The congresswoman might also heed of the words of John Adams in 1790, when he warned of the dangers of idolizing the founders. "The History of our Revolution will be one continued Lye [sic] from one end to the other. The essence of the whole will be that Dr. Franklins electrical rod, smote the Earth and out sprung General Washington. That Franklin electrified him with his rod—and thence forward these two conducted all the Policy, Negotiations, Legislatures and War." Vice President Adams, as a critic of the man under whom he served, was acutely aware that celebrating mythic reputations only diverted citizens’ attention from the duty to judge candidates based on their qualifications. And, Adams added, "the question should not be who has done or suffered the most, or who has been the most essential and indispensable cause of the Revolution, but how is he best qualified to govern us?"

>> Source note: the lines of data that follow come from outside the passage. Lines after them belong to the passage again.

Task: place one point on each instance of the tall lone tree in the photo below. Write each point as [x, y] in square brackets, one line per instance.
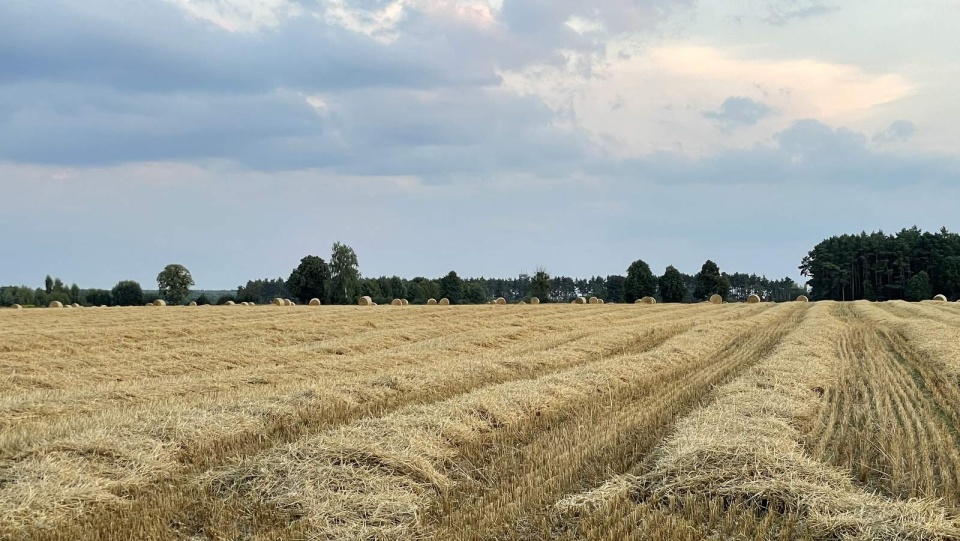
[639, 283]
[672, 285]
[310, 280]
[451, 287]
[540, 288]
[344, 275]
[710, 282]
[174, 283]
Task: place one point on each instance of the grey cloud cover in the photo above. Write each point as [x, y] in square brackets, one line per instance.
[152, 137]
[738, 111]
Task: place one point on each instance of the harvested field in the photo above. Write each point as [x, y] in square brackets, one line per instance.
[734, 421]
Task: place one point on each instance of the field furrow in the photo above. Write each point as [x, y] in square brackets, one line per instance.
[897, 436]
[739, 467]
[605, 436]
[165, 443]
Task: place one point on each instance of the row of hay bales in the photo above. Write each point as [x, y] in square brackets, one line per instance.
[367, 301]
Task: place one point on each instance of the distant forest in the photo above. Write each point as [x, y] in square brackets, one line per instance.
[911, 265]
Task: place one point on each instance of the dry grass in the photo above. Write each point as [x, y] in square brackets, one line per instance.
[673, 422]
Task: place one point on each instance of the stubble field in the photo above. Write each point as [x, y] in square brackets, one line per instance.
[734, 421]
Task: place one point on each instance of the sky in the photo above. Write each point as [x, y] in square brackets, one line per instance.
[490, 137]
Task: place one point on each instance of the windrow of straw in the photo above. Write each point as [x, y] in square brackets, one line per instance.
[748, 447]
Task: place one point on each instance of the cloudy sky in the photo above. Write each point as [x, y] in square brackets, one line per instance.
[485, 136]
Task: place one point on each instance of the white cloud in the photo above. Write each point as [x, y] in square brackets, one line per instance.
[635, 100]
[241, 15]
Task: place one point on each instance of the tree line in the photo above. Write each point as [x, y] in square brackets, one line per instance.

Bachmann’s history of the American founding is hardly more sophisticated than a comic book populated by superheroes and super-villains. She is apparently unaware that the founders vigorously protested blind faith and yearned instead for an educated citizenry possessing the intelligence, reasoning ability, and proper skepticism to separate the fanciful and deceitful from the factual and fair. For self-promoting ideologues, facts are always potentially threatening. And knowing how to capture the media’s attention is not the same as knowing how to apply the lessons of history.
Andrew Burstein and Nancy Isenberg are Professors of History at Louisiana State University and co-authors of "Madison and Jefferson" (Random House, 2010). Isenberg is also the author of "Fallen Founder: The Life of Aaron Burr" (2007).